Accelerating energy transition and falling oil and gas demand leave 40 petrostates with need to diversify their economies

A total of 40 oil and gas-producing countries could face a shortfall of $9 trillion in government revenues over the next 20 years, as demand falls in line with the tightening global climate policy and technological advances, a new report from Carbon Tracker said Thursday.

The London-based think tank’s report,Beyond Petrostates: The Burning Need to Cut Oil Dependence in the Energy Transition, calculated that 40 petrostates could see an average 46% drop in expected revenues from oil and gas as the world goes through an energy transition to clean sources.

These countries need strong international support to diversify their economies and avoid social and political instability, the report said.

The report called on petrostates to act now to reduce their dependence on oil and gas revenues by cutting public spending, raising new taxes and restructuring their economies.

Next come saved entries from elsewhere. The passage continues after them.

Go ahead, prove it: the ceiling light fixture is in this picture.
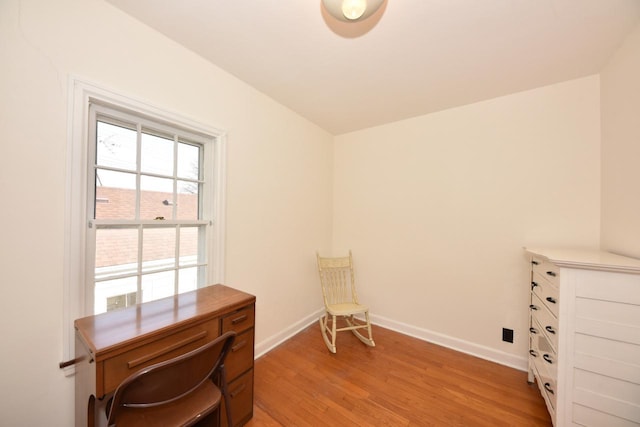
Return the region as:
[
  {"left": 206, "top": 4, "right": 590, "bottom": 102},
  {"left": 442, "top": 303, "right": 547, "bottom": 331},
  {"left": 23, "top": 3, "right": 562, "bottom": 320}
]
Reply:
[{"left": 322, "top": 0, "right": 385, "bottom": 22}]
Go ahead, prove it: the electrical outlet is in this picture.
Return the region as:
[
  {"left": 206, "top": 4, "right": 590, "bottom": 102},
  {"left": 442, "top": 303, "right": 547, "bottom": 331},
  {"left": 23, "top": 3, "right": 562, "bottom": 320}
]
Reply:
[{"left": 502, "top": 328, "right": 514, "bottom": 343}]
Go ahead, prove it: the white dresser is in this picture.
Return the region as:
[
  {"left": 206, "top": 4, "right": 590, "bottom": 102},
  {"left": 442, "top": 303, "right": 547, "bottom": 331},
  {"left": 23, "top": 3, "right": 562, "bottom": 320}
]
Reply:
[{"left": 525, "top": 248, "right": 640, "bottom": 427}]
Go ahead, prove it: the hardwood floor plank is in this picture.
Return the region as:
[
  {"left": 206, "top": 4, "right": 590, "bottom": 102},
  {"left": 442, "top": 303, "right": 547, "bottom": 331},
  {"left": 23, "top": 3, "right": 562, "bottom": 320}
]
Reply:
[{"left": 246, "top": 324, "right": 551, "bottom": 426}]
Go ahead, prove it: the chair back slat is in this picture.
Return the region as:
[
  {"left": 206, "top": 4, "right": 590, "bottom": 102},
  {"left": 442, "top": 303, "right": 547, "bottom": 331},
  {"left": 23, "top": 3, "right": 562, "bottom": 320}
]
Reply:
[{"left": 317, "top": 251, "right": 359, "bottom": 306}]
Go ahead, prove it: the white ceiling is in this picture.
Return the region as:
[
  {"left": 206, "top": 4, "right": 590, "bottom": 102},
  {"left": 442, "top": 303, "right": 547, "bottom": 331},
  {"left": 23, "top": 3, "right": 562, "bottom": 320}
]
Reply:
[{"left": 105, "top": 0, "right": 640, "bottom": 135}]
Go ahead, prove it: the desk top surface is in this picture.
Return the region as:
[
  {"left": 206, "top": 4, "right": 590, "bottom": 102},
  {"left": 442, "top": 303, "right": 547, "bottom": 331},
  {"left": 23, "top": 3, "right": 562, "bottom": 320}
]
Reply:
[{"left": 75, "top": 284, "right": 255, "bottom": 356}]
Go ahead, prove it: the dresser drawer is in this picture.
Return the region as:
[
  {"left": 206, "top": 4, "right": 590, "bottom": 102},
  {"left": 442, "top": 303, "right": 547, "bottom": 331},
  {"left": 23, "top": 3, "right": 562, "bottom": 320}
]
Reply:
[
  {"left": 101, "top": 318, "right": 220, "bottom": 396},
  {"left": 530, "top": 294, "right": 558, "bottom": 351},
  {"left": 222, "top": 306, "right": 255, "bottom": 334},
  {"left": 531, "top": 318, "right": 558, "bottom": 379},
  {"left": 225, "top": 329, "right": 254, "bottom": 381},
  {"left": 532, "top": 257, "right": 560, "bottom": 288},
  {"left": 532, "top": 272, "right": 559, "bottom": 317},
  {"left": 530, "top": 329, "right": 557, "bottom": 412},
  {"left": 534, "top": 358, "right": 557, "bottom": 412},
  {"left": 531, "top": 363, "right": 556, "bottom": 422},
  {"left": 222, "top": 369, "right": 254, "bottom": 427}
]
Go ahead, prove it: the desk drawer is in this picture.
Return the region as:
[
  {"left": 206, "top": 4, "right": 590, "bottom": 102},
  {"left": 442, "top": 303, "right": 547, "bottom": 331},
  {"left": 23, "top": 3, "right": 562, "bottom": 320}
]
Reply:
[
  {"left": 101, "top": 318, "right": 219, "bottom": 396},
  {"left": 222, "top": 306, "right": 255, "bottom": 334},
  {"left": 225, "top": 329, "right": 254, "bottom": 381},
  {"left": 222, "top": 369, "right": 254, "bottom": 427}
]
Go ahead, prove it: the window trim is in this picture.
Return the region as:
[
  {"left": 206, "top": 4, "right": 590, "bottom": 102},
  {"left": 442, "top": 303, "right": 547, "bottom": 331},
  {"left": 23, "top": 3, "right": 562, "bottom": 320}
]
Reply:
[{"left": 62, "top": 77, "right": 226, "bottom": 373}]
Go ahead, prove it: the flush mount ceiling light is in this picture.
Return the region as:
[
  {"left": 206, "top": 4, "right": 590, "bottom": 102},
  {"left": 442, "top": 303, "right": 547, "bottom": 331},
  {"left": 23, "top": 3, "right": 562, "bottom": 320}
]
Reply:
[{"left": 322, "top": 0, "right": 385, "bottom": 22}]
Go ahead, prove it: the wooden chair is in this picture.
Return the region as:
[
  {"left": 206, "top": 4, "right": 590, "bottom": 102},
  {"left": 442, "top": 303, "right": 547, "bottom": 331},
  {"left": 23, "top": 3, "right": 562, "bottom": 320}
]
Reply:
[
  {"left": 106, "top": 331, "right": 236, "bottom": 427},
  {"left": 316, "top": 250, "right": 375, "bottom": 353}
]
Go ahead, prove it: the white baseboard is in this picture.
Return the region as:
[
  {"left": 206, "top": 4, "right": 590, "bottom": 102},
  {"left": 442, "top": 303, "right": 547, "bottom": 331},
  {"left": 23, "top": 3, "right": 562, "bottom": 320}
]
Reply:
[
  {"left": 254, "top": 308, "right": 324, "bottom": 359},
  {"left": 254, "top": 310, "right": 527, "bottom": 372},
  {"left": 370, "top": 313, "right": 528, "bottom": 371}
]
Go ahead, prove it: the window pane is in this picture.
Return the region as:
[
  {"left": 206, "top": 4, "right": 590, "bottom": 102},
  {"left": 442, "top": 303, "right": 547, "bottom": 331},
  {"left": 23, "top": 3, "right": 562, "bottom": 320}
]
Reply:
[
  {"left": 142, "top": 228, "right": 176, "bottom": 273},
  {"left": 141, "top": 132, "right": 173, "bottom": 176},
  {"left": 177, "top": 142, "right": 200, "bottom": 180},
  {"left": 95, "top": 170, "right": 136, "bottom": 219},
  {"left": 94, "top": 276, "right": 138, "bottom": 314},
  {"left": 176, "top": 180, "right": 199, "bottom": 220},
  {"left": 142, "top": 271, "right": 175, "bottom": 303},
  {"left": 106, "top": 291, "right": 137, "bottom": 312},
  {"left": 96, "top": 121, "right": 137, "bottom": 171},
  {"left": 178, "top": 267, "right": 201, "bottom": 293},
  {"left": 140, "top": 176, "right": 174, "bottom": 220},
  {"left": 179, "top": 227, "right": 199, "bottom": 266},
  {"left": 95, "top": 228, "right": 138, "bottom": 279}
]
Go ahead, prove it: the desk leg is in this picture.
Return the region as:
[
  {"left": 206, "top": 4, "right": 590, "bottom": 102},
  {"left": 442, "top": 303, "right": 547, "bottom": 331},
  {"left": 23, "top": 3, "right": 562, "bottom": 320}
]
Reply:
[{"left": 75, "top": 334, "right": 96, "bottom": 427}]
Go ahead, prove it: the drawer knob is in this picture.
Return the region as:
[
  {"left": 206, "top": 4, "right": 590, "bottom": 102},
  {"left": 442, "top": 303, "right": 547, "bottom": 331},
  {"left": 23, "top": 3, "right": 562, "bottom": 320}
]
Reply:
[
  {"left": 529, "top": 349, "right": 538, "bottom": 357},
  {"left": 529, "top": 304, "right": 539, "bottom": 311},
  {"left": 545, "top": 326, "right": 556, "bottom": 335},
  {"left": 127, "top": 331, "right": 208, "bottom": 369},
  {"left": 543, "top": 383, "right": 555, "bottom": 395},
  {"left": 529, "top": 327, "right": 538, "bottom": 334},
  {"left": 531, "top": 281, "right": 538, "bottom": 290},
  {"left": 532, "top": 260, "right": 539, "bottom": 265},
  {"left": 543, "top": 354, "right": 554, "bottom": 364},
  {"left": 545, "top": 296, "right": 557, "bottom": 304},
  {"left": 546, "top": 271, "right": 557, "bottom": 277}
]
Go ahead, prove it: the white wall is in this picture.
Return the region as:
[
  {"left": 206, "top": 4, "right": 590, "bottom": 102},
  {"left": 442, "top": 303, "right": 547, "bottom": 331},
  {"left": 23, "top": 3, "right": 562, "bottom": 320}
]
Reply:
[
  {"left": 333, "top": 76, "right": 601, "bottom": 366},
  {"left": 0, "top": 0, "right": 332, "bottom": 425},
  {"left": 601, "top": 22, "right": 640, "bottom": 259}
]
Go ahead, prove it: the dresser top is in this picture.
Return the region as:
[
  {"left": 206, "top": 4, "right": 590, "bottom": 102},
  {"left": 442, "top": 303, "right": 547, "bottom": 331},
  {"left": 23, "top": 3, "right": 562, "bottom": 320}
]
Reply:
[{"left": 525, "top": 247, "right": 640, "bottom": 274}]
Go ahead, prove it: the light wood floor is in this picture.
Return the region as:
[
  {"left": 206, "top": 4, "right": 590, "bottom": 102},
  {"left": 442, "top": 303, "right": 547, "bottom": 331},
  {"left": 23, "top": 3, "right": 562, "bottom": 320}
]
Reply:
[{"left": 245, "top": 323, "right": 552, "bottom": 426}]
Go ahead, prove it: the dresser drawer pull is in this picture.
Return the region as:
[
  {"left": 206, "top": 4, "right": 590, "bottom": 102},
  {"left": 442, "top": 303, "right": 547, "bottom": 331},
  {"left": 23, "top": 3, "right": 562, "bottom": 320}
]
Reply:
[
  {"left": 546, "top": 271, "right": 557, "bottom": 277},
  {"left": 529, "top": 327, "right": 538, "bottom": 334},
  {"left": 529, "top": 350, "right": 538, "bottom": 357},
  {"left": 545, "top": 297, "right": 557, "bottom": 304},
  {"left": 232, "top": 340, "right": 247, "bottom": 352},
  {"left": 532, "top": 260, "right": 539, "bottom": 265},
  {"left": 230, "top": 382, "right": 247, "bottom": 398},
  {"left": 231, "top": 314, "right": 248, "bottom": 325},
  {"left": 127, "top": 331, "right": 208, "bottom": 369},
  {"left": 543, "top": 354, "right": 554, "bottom": 364},
  {"left": 544, "top": 326, "right": 556, "bottom": 335},
  {"left": 543, "top": 383, "right": 555, "bottom": 395},
  {"left": 531, "top": 281, "right": 538, "bottom": 290},
  {"left": 529, "top": 304, "right": 539, "bottom": 311}
]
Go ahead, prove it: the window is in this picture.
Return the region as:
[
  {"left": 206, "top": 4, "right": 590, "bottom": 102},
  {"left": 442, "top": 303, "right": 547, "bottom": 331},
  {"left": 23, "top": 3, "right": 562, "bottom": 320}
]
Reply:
[
  {"left": 63, "top": 78, "right": 226, "bottom": 369},
  {"left": 88, "top": 104, "right": 212, "bottom": 314}
]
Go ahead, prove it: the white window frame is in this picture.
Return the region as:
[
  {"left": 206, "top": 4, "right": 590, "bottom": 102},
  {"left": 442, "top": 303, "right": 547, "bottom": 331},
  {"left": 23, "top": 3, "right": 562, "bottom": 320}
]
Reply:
[{"left": 62, "top": 77, "right": 226, "bottom": 373}]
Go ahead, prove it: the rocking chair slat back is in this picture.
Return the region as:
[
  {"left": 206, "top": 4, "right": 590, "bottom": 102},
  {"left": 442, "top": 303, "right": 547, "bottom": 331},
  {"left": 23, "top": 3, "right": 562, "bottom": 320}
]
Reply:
[{"left": 317, "top": 252, "right": 358, "bottom": 306}]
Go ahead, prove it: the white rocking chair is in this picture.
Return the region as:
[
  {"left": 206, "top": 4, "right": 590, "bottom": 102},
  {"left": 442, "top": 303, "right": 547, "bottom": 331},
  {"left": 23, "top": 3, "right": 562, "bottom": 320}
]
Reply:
[{"left": 316, "top": 251, "right": 375, "bottom": 353}]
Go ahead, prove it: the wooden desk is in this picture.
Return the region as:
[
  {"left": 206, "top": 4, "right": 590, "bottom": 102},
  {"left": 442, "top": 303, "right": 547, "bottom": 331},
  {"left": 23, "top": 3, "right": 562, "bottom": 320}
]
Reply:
[{"left": 74, "top": 284, "right": 255, "bottom": 427}]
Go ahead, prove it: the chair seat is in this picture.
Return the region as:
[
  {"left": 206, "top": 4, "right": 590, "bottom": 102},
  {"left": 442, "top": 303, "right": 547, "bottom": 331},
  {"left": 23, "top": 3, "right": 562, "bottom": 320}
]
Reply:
[
  {"left": 327, "top": 303, "right": 369, "bottom": 316},
  {"left": 115, "top": 375, "right": 222, "bottom": 427}
]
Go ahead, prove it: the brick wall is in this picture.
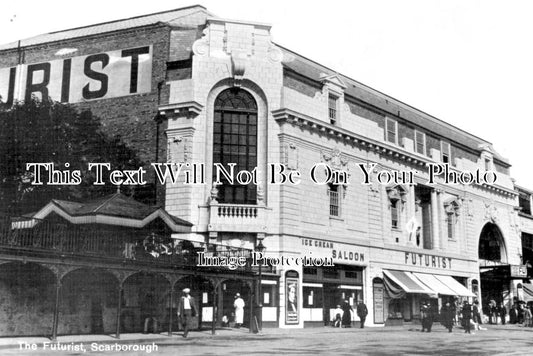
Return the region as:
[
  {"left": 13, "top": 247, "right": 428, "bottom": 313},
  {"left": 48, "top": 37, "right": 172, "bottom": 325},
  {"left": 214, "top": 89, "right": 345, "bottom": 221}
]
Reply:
[{"left": 0, "top": 25, "right": 179, "bottom": 205}]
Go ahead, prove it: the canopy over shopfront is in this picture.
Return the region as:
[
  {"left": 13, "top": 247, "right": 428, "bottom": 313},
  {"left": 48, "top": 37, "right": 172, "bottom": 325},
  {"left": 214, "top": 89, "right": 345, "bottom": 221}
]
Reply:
[
  {"left": 383, "top": 270, "right": 475, "bottom": 298},
  {"left": 383, "top": 270, "right": 436, "bottom": 299},
  {"left": 522, "top": 283, "right": 533, "bottom": 302}
]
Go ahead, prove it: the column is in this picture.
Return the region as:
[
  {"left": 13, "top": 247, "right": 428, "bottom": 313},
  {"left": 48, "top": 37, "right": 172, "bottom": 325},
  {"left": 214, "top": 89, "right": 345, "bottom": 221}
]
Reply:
[
  {"left": 168, "top": 285, "right": 174, "bottom": 336},
  {"left": 51, "top": 280, "right": 61, "bottom": 341},
  {"left": 211, "top": 287, "right": 217, "bottom": 335},
  {"left": 115, "top": 284, "right": 123, "bottom": 339},
  {"left": 431, "top": 189, "right": 440, "bottom": 250}
]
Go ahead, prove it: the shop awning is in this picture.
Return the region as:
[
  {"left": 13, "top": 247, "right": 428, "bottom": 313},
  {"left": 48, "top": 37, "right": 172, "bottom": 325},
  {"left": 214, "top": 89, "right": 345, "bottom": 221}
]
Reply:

“Continuing to invest in new oil and gas projects risks creating stranded assets and wasting capital that would be better spent on developing sustainable new industries,” it warned.

Over 400 million people live in the 19 worst affected countries where declining fossil fuel revenues could see total government income fall by at least 20%, leading to cuts in public services and job losses, the report found.

Half of these live in Nigeria, where a 70% drop in oil revenues would cut total government income by a third and Angola, home to 33 million, could lose over 40% of government income.

The report found that as well as Angola, Azerbaijan is also among seven countries that could lose at least 40% of total government revenues.

Nigeria, Algeria, Saudi Arabia, Kuwait and Iraq are among 12 petrostates that could lose 20%-40% of their revenues while Mexico, Russia and Iran are among ten countries that could lose 10%-20% of revenues, according to the report.

“Norway and Malaysia are less vulnerable among the petrostates because of their diversified economies, but still stand to lose 5%-10% of government revenues,” the report said.

In addition to the 40 petrostates, many of the world’s biggest oil and gas producers, including the US, UK, China, India, Brazil and the Netherlands face major drops in revenues but these countries are not the focus of the study as their economies are more diverse and less dependent on oil and gas.

All oil-producing countries worldwide have the risk of losing $13 trillion by 2040 marking a 51% drop, the report shows.

“It’s in the interests of all nations to minimize global temperature rise and this means rapidly reducing our use of fossil fuels. But many countries are heavily reliant on oil revenues. The time to act on rebalancing their economies is now. Waiting for demand to fall will be leaving it far too late,” Mike Coffin, the author of the report and senior oil, gas and mining analyst said.

Head of Climate, Energy and Industry at Carbon Tracker, Andrew Grant, said that government oil revenues will shift dramatically as the market shakes out during the energy transition.

“Understanding the scale of the challenge and which nations are most vulnerable will help policymakers focus their efforts. Cushioning the landing for hundreds of millions will deliver better outcomes for both climate and human development,” he noted.

According to the report, it is in the international community’s interests to help petrostates successfully navigate the energy transition by reducing their dependence on fossil fuel production to meet global climate targets and avoid instability and social unrest as the global economy is decarbonized.

The scale of initial investments in renewable energy sectors in some of these petrostates is not enough to meet the challenge and the pace of the energy transition, the report warned.